If the name Foote sounds familiar, it’s because actress/playwright Daisy is the daughter of playwright/screenwriter Texan-raised Horton Foote, who wrote the screenplays for To Kill a Mockingbird and Tender Mercies, among countless others, including this film, One Armed Man. If the name Guinee sounds familiar, it’s because he’s all over TV and film. If you actually go see interesting movies, you might recognize him from the 1986 epic film Tai-Pan, or from the 1995 indie The Pompatus of Love, or as the star of the very charming and underrated Sweet Land from 2005. But if you’re just a trashy crime drama junkie like me, you know him from several episodes of Law and Order and a juicy Criminal Minds episode. I don’t have cable, so I totally missed the highly critically-acclaimed, but short-lived series Strange World. When the ads came out for the new series Revolution, I was very excited to see Tim featured, and was devastated when he was killed off at the end of the very first episode (although he later reappeared in a few flashblacks). A quick check on IMDB.com shows that I missed him as a recurring character in a number of TV shows: Wiseguy, Golden Years, L.A. Law, etc.
Horton Foote wrote the play One Armed Man, which Tim directed and Charles Haid stars in (another crime drama junkie alert! Haid played Officer Renko on Hill Street Blues), is playing at the MFAH on Friday morning at 11am. Several high school classes will be in attendance, including students from HSPVA, and the screening will be followed by a Q&A with Tim, led by Bob Singleton, former director of HSPVA’s theater department. But there are extra seats and the screening is free! HCAF Artistic Director Richard Herskowitz graciously added another screening at Sundance Cinemas on Sunday at 12:30pm (also free!) for the adult working folk.

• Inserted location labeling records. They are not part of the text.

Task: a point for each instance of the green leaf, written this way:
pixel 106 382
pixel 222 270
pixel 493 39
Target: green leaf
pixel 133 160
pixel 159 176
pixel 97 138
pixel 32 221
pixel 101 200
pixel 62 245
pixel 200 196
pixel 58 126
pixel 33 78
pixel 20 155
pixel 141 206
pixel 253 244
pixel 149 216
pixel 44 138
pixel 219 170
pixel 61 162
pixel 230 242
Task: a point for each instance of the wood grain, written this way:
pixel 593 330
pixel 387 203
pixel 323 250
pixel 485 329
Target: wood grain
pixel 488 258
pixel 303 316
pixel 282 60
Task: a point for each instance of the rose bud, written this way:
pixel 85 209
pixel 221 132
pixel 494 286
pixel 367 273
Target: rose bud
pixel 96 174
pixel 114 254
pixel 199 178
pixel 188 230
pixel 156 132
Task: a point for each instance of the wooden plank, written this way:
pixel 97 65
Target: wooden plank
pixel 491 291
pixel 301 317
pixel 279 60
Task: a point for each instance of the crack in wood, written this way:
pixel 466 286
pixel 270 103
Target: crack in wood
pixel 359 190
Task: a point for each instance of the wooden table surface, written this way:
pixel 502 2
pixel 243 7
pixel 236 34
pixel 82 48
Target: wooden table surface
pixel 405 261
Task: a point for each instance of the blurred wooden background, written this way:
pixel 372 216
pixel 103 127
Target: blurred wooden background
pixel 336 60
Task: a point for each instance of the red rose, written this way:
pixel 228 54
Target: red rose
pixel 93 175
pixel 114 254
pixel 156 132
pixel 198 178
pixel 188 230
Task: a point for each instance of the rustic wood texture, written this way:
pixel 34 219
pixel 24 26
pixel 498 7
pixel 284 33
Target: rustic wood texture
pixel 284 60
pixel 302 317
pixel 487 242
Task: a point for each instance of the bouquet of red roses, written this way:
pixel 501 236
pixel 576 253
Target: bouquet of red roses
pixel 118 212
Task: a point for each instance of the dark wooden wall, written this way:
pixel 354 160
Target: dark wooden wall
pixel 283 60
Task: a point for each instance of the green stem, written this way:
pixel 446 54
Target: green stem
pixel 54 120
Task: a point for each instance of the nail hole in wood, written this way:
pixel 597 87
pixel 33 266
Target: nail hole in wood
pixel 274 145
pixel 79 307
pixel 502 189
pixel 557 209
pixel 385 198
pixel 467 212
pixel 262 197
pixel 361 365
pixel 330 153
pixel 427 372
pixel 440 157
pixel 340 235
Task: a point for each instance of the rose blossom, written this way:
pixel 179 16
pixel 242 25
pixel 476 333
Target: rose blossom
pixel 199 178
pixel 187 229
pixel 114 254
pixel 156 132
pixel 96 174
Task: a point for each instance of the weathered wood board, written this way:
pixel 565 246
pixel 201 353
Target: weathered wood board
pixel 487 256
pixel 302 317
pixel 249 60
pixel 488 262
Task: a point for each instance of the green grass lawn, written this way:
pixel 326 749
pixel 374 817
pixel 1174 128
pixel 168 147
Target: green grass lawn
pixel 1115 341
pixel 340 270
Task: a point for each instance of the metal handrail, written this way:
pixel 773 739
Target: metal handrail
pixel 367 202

Speaking of the working folk, Tim discusses Foote’s play in terms of contemporary issues:
Many consider him a behavioralist writer, but I think it’s very much a social issue thing. It’s absolutely current in terms of worker/CEO, wage-earning disparity, worker safety, and in terms of guns and violence as an issue. [DELETED: in order to not give away the ending to the movie] is fascinating, and unsettling, and terrible. What’s the price of the justification that we all participate in? That, to me, is what feels like our great human sin—how much we’re willing to justify everything. Certainly, the cotton gin owner justifies what he’s doing and the guy with one arm justifies what he’s doing. And I’m not convinced that any of them are making the world a better place through their actions.
Tim adds: “I like this piece of Horton’s a lot because it does make us uneasy, and it should!”
As for Tim Guinee’s return to Houston, he’s got a lot going on. Of the MFAH screening, he says, “My mom was a painter, so there’s something so cool about getting to screen this movie at the MFAH and taking my mom along.” In terms of seeing his old friends, he says, “I’ve never made one of those reunion things, so it’s gonna be fun to see people’s faces.” In terms of seeing his family, he says, “The week before we started shooting, while we were in pre-production, my father died. So I’m excited to come home. This will be the first time I’ve come home since he’s passed.”
And, in terms of presenting Horton Foote’s story in Houston, he says, “It’s sort of like the place it should be seen, because it’s Horton’s people. That feels right.”
One Armed Man, 27 minutes, director Tim Guinee. Friday, November 14, 11am at MFAH. Sunday, November 16 at 12:30pm at Sundance Cinemas. Both screenings are free.